Walking her through that day in January, Kibbe guides Kushigian up to the spot where she'd paused to pull at that flicker of white and, finally, presents it to her.
This dirty old shirt, this relic of family and American history, makes Julia choke up, as she and Kibbe each clutch a sleeve. For a long time, while exchanging words of gratitude - to each other, to this country's armed forces - neither lets go.
"I can't help but think it's a hug from your dad," Kibbe says.
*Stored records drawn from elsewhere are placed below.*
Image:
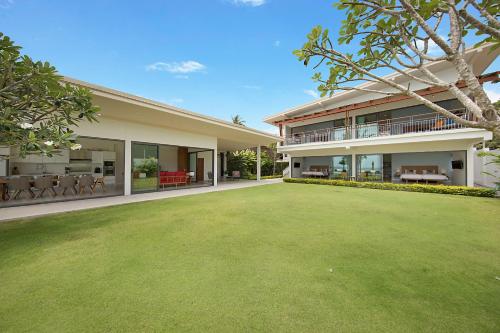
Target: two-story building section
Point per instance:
(362, 136)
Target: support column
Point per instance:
(353, 165)
(215, 171)
(226, 154)
(353, 127)
(258, 162)
(127, 181)
(470, 166)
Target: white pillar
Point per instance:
(127, 181)
(215, 171)
(470, 166)
(226, 154)
(353, 165)
(258, 162)
(353, 127)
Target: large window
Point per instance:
(164, 167)
(144, 167)
(341, 167)
(369, 167)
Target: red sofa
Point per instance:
(168, 178)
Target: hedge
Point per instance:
(254, 177)
(456, 190)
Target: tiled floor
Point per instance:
(12, 213)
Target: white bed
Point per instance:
(426, 177)
(424, 173)
(317, 171)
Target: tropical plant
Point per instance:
(495, 160)
(38, 111)
(402, 36)
(238, 120)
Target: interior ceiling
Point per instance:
(229, 137)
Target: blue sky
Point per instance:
(216, 57)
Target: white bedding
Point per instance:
(427, 177)
(314, 173)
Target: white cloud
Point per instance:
(311, 93)
(183, 67)
(251, 3)
(4, 4)
(252, 87)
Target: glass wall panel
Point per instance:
(94, 170)
(369, 167)
(341, 167)
(144, 167)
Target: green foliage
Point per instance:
(495, 160)
(456, 190)
(381, 33)
(37, 111)
(238, 120)
(149, 166)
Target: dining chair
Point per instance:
(84, 182)
(45, 183)
(99, 181)
(67, 182)
(20, 185)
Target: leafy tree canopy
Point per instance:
(403, 36)
(37, 110)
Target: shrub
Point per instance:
(456, 190)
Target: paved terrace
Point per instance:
(12, 213)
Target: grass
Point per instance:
(258, 259)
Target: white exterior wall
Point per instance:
(484, 169)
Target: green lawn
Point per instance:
(258, 259)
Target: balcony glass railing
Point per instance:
(428, 122)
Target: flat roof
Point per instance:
(200, 123)
(480, 65)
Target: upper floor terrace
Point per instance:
(364, 127)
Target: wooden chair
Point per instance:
(67, 182)
(45, 183)
(84, 182)
(99, 181)
(20, 185)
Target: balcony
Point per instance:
(428, 122)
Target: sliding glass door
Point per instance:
(341, 168)
(369, 167)
(144, 167)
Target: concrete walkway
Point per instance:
(12, 213)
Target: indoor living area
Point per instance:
(437, 167)
(159, 167)
(94, 168)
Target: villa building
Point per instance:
(359, 135)
(138, 145)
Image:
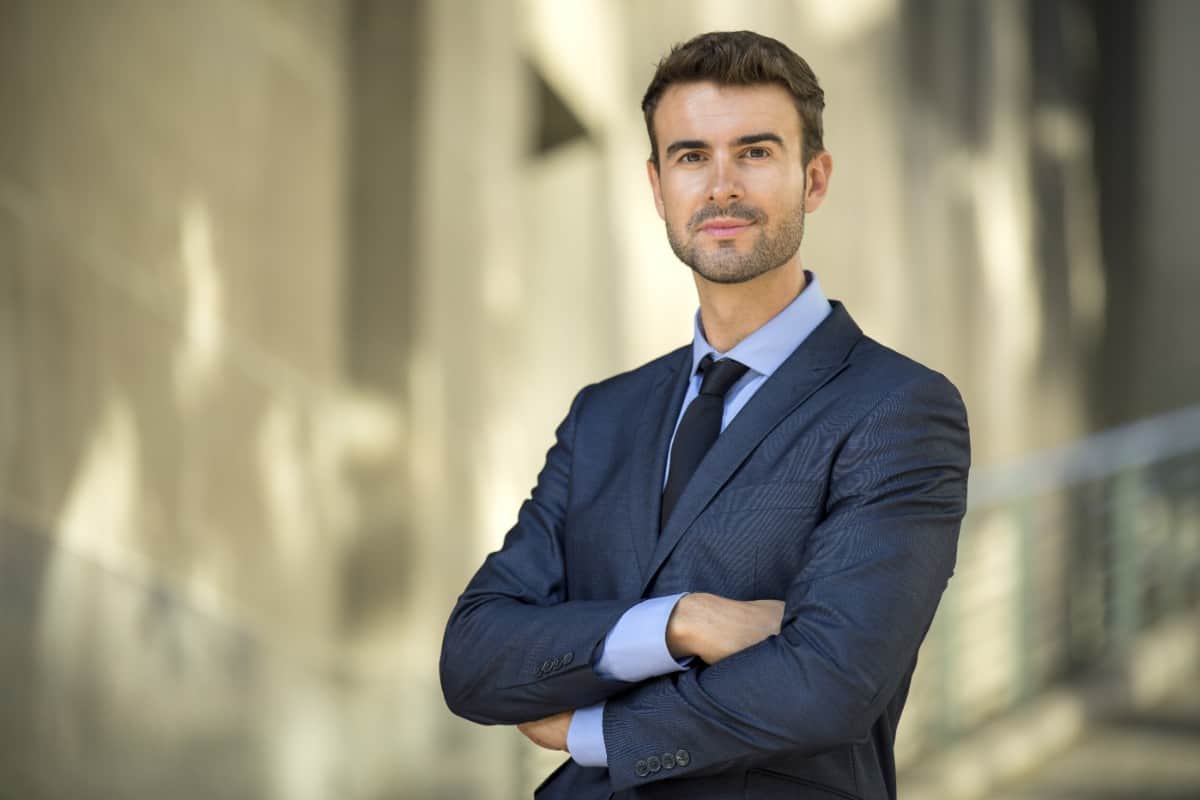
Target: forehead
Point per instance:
(715, 113)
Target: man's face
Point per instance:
(730, 184)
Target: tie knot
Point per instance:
(719, 376)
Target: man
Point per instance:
(720, 582)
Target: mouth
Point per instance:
(725, 228)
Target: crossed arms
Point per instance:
(805, 674)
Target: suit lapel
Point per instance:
(810, 367)
(649, 458)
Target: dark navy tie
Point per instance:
(700, 427)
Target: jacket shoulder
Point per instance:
(634, 383)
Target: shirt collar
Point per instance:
(769, 346)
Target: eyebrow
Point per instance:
(700, 144)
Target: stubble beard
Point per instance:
(771, 250)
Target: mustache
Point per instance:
(735, 210)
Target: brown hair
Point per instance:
(741, 59)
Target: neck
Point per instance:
(730, 312)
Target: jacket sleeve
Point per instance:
(874, 571)
(515, 649)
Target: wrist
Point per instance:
(681, 630)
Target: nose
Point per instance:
(725, 184)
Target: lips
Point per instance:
(725, 227)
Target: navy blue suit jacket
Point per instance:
(839, 489)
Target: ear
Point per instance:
(652, 172)
(817, 173)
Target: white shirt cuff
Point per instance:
(636, 647)
(585, 737)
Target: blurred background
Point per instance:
(293, 294)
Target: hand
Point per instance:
(550, 732)
(713, 627)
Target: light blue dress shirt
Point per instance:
(636, 647)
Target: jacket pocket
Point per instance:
(765, 785)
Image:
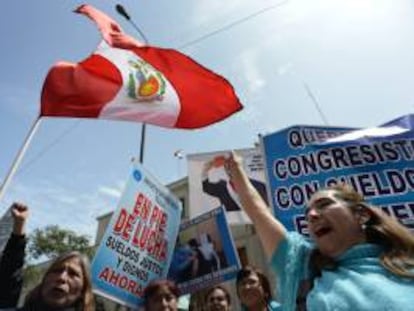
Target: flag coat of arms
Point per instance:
(127, 80)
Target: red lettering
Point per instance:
(119, 224)
(128, 227)
(116, 279)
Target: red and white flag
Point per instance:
(127, 80)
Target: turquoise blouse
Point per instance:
(359, 282)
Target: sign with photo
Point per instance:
(204, 254)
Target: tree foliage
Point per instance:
(53, 241)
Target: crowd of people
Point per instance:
(357, 257)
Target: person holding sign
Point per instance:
(218, 299)
(254, 290)
(12, 259)
(223, 189)
(161, 295)
(358, 256)
(66, 285)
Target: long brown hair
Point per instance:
(382, 229)
(86, 301)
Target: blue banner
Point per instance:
(377, 162)
(139, 241)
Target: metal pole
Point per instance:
(121, 10)
(19, 157)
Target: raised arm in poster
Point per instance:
(204, 254)
(6, 227)
(377, 162)
(139, 240)
(210, 186)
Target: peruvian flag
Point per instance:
(127, 80)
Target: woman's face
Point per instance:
(332, 224)
(217, 301)
(162, 300)
(62, 287)
(250, 290)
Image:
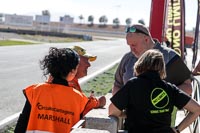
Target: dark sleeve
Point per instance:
(23, 119)
(180, 98)
(121, 98)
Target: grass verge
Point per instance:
(12, 43)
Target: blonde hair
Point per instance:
(151, 60)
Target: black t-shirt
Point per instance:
(149, 102)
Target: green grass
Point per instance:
(51, 39)
(12, 43)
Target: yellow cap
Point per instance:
(81, 51)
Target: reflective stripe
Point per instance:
(37, 131)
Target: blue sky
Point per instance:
(135, 9)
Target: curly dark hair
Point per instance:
(59, 62)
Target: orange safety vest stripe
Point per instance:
(54, 108)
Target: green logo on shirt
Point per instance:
(159, 99)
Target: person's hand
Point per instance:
(102, 101)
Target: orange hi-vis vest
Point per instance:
(92, 101)
(54, 108)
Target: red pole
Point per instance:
(157, 19)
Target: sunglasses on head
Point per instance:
(135, 30)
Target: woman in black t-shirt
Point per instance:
(149, 100)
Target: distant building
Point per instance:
(18, 20)
(67, 19)
(43, 19)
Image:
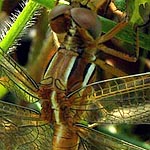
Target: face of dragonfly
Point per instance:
(70, 96)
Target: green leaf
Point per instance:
(46, 3)
(134, 6)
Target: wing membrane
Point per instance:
(99, 140)
(25, 126)
(17, 81)
(119, 100)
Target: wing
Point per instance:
(93, 139)
(119, 100)
(22, 129)
(16, 79)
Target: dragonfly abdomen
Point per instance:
(64, 138)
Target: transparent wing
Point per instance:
(17, 80)
(22, 129)
(119, 100)
(93, 139)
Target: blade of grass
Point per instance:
(19, 25)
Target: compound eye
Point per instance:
(87, 19)
(60, 18)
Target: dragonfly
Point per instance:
(69, 93)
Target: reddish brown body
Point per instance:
(57, 83)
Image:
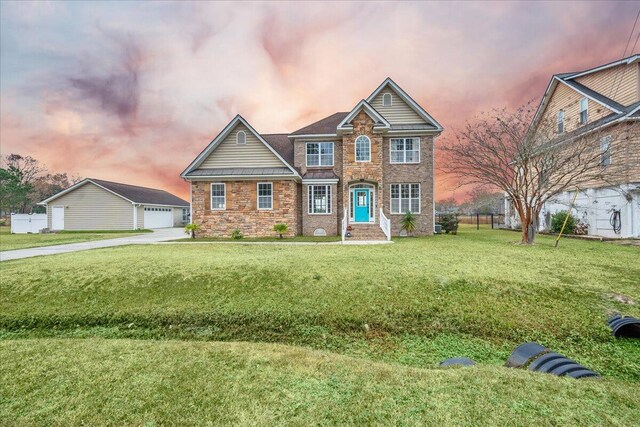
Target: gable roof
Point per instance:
(222, 135)
(281, 143)
(628, 60)
(131, 193)
(407, 99)
(326, 126)
(564, 79)
(380, 122)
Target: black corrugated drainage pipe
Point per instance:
(457, 361)
(624, 327)
(541, 359)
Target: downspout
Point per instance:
(190, 203)
(135, 216)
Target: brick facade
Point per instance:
(421, 173)
(366, 172)
(241, 209)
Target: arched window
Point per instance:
(241, 137)
(363, 149)
(386, 100)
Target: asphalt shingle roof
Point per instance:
(241, 171)
(281, 143)
(142, 195)
(327, 125)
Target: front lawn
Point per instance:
(317, 239)
(412, 303)
(9, 242)
(153, 383)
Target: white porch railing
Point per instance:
(385, 225)
(344, 224)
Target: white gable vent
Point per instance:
(386, 100)
(320, 232)
(241, 138)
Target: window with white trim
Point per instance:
(319, 199)
(387, 101)
(405, 150)
(319, 153)
(605, 150)
(363, 149)
(584, 110)
(560, 121)
(405, 198)
(218, 196)
(241, 138)
(265, 195)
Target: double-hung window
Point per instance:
(405, 150)
(218, 196)
(363, 149)
(319, 199)
(319, 153)
(560, 121)
(265, 195)
(405, 198)
(605, 150)
(584, 110)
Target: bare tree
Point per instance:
(529, 162)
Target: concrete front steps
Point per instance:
(370, 232)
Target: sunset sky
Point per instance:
(132, 91)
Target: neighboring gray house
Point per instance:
(94, 204)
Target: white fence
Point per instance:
(28, 223)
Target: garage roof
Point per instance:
(133, 193)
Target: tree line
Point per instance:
(25, 181)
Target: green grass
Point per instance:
(397, 309)
(262, 239)
(9, 242)
(129, 382)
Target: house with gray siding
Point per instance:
(95, 204)
(353, 174)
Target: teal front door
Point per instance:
(361, 208)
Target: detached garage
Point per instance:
(95, 204)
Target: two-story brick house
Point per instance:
(601, 104)
(355, 172)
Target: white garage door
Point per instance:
(158, 217)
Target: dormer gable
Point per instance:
(397, 107)
(239, 146)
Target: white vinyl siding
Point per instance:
(218, 196)
(252, 154)
(319, 153)
(560, 121)
(90, 207)
(404, 150)
(265, 195)
(319, 200)
(363, 149)
(584, 110)
(399, 112)
(405, 198)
It's a story teeming with coincidences that Kibbe and Kushigian spend the rest of the day marveling at: That they both grew up in New York's Westchester County; that their birthdays fall within three days of each other's; that they share the same initials - Jack's, too; that Kushigian's name was unique enough to pin down with just a bit of Internet finagling; that she'd kept that maiden name when she married because she'd already published some academic articles with it; that Kushigian just happened to live within miles of Kibbe's discovery, and could be here today.
How her father's shirt wound up on Fishers Island, buried - mostly intact - deep in sand at its north end, is a complete mystery to both women. Jack was never stationed at the military base that was once there.
Julia thinks perhaps it was misplaced during one haphazard mass uniform washing in a Manhattan hotel bathtub when her father and his buddies were on leave.
Perhaps when he was decommissioned on Long Island's Lido Beach that September in 1945, he'd taken it off and flung it with celebratory abandon into the sea, where it took a meandering journey around the island and somehow washed ashore to its final resting place.
There is one theory Julia favors, which involves the time Jack rode the subway with his fresh-pressed uniform tucked into a twine-wrapped box on the floor. When he looked up from his newspaper, the box was gone.
With this theory, Julia explains, maybe the uniform had been stolen, only for its centerpiece to be returned to her at this moment.
"I like that story," she says, "so that now it's come full circle."